Compartmentalizing is no easy feat. Like most things that can have a long-term impact on your growth and or success, it takes work and repeated practice to master and or at the very least achieve a level of positive returns on your investment. Its premise was ingrained in me early in my adult life by those men and women that had previously received the coveted “Wings of Gold” after graduating from US Navy Flight Training. The idea was brought up over and over again until the word was etched into the brain matter of my classmates and I, and made a part of our vocabulary, much like the combination of ink and needle upon the skin.

What it ultimately led to was the ability to push thoughts out of my mind that were not helping me to complete the task at hand. It allowed me to focus on what was immediately in front of me. A skill that in my view becomes a prerequisite for a certain level of success…or so I thought…until it became clear to me that it is a skill that is important to general life and well-being as well.

It is the direct enemy of procrastination and indecisiveness. It causes us to get rid of waste. It enables us to determine what helps and what hinders. It sets us apart from suffering and despair.

If you break your life down into segments, (not the groups mentioned in the picture above), priorities, minutes of the day, and learn to focus, to really practice being mindful of the task you are engaged in, you will realize its value.

Don’t worry if it takes you awhile. You did not get to where you are right now because you rubbed a magic lamp with a genie in it (although, you should check out Disney’s latest version of Aladdin). No, you got here because of your Process. Your effort and your ability to overcome, and they all took lots of habitual practice, whether you were cognizant or not.
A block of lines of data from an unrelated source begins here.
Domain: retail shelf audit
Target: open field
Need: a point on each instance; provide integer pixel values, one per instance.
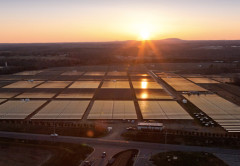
(186, 158)
(32, 156)
(34, 153)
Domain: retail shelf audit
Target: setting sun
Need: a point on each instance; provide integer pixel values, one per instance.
(144, 34)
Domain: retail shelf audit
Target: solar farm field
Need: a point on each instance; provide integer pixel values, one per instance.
(181, 84)
(23, 84)
(202, 80)
(94, 74)
(113, 110)
(64, 109)
(77, 93)
(8, 94)
(162, 110)
(70, 73)
(220, 110)
(19, 109)
(85, 84)
(146, 85)
(34, 72)
(54, 84)
(114, 73)
(115, 84)
(223, 79)
(152, 94)
(37, 94)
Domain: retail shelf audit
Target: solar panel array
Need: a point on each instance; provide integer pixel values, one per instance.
(54, 84)
(34, 72)
(74, 72)
(115, 84)
(85, 84)
(94, 74)
(23, 84)
(115, 73)
(181, 84)
(64, 109)
(203, 80)
(220, 110)
(113, 110)
(19, 109)
(146, 85)
(162, 110)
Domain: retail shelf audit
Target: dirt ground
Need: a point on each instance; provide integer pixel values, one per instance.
(19, 155)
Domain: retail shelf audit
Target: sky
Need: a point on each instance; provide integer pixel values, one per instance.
(33, 21)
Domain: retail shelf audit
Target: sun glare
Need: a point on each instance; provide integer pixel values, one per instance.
(144, 34)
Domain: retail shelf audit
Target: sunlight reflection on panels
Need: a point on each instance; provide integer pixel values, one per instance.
(117, 73)
(33, 94)
(76, 93)
(146, 85)
(203, 80)
(2, 100)
(115, 84)
(151, 94)
(74, 72)
(181, 84)
(223, 79)
(23, 84)
(162, 110)
(19, 109)
(34, 72)
(94, 74)
(8, 94)
(85, 84)
(64, 109)
(54, 84)
(113, 110)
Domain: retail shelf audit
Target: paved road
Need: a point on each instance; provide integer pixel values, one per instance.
(114, 146)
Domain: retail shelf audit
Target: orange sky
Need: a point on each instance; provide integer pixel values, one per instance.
(83, 21)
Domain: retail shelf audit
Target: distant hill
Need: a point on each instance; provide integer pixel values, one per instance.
(172, 40)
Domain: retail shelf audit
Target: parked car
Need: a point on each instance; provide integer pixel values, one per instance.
(104, 154)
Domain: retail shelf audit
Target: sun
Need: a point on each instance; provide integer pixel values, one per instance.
(145, 34)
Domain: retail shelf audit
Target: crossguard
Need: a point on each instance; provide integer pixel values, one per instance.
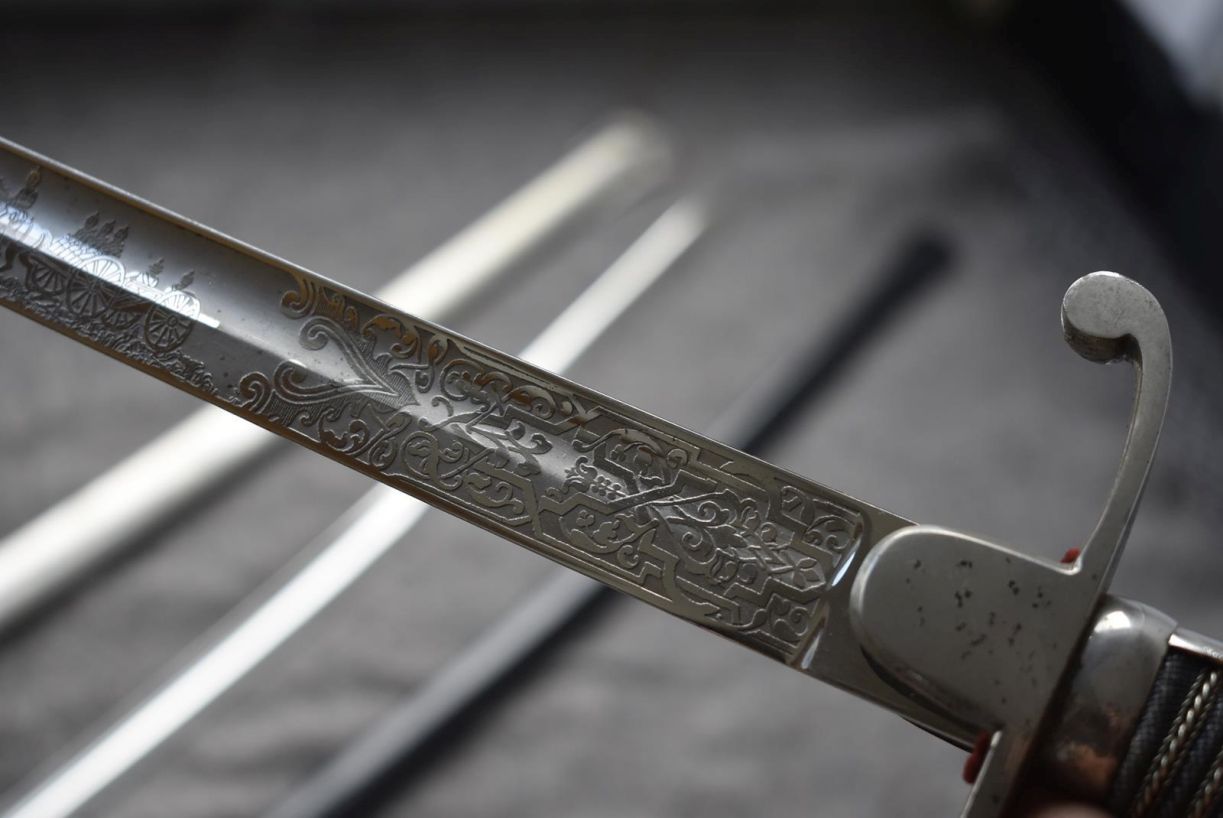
(986, 632)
So jump on the compartmentalization bandwagon. Use an excel spreadsheet and break your day down into 10 or 20 minute increments starting with the time you wake up in the morning and ending when your head hits the pillow. Do it for just 7 days, or perhaps 14. I am confident you will get more done, feel better about yourself, and be energized to do even MORE — which my friends is what we are supposed to do with this life we have been given. We are not meant to grow old and go to the grave in pristine condition. We have a body and a mind for a reason.

Have an amazing day!

One thought on “Compartmentalize”

  1. Compartmentalization and focus, two very important skills in living. The opposite of it is called thrashing. Like a computer program which has too many task to accomplish and spends its time jumping to the next, not getting much if anything accomplished.
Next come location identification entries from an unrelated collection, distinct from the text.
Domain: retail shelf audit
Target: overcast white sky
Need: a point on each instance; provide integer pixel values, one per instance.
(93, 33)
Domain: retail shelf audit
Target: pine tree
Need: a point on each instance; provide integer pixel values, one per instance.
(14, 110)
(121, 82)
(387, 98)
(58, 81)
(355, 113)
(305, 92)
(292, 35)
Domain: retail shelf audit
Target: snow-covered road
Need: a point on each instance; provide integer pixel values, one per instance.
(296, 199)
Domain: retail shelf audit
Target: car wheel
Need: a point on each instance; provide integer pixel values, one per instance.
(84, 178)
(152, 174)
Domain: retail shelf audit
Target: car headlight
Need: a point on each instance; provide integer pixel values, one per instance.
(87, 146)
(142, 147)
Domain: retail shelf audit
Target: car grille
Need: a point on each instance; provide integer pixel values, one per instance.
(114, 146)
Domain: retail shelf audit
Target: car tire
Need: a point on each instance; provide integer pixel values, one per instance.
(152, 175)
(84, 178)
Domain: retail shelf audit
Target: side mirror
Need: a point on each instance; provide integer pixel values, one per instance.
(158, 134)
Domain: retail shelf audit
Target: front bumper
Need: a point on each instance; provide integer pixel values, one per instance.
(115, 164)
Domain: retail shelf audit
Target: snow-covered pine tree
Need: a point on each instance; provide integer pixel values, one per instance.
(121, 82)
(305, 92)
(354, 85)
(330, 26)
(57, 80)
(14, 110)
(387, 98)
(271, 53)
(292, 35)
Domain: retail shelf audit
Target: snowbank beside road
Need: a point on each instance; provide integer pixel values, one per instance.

    But, focus is being within a task, and working at listening, keeping eye contact, processing what is being said, and screening out all but the person of interest. It is hard work. This can be applied to a scientific paper which needs reading, understanding, and fitting into old knowledge.

    Compartmentalization, as Jason explained, is taking the day and deciding upon the tasks on which you will focus those minutes. Once within the task, it is focus which is the work, the hard work.

    Both are worthwhile skills to make habitual.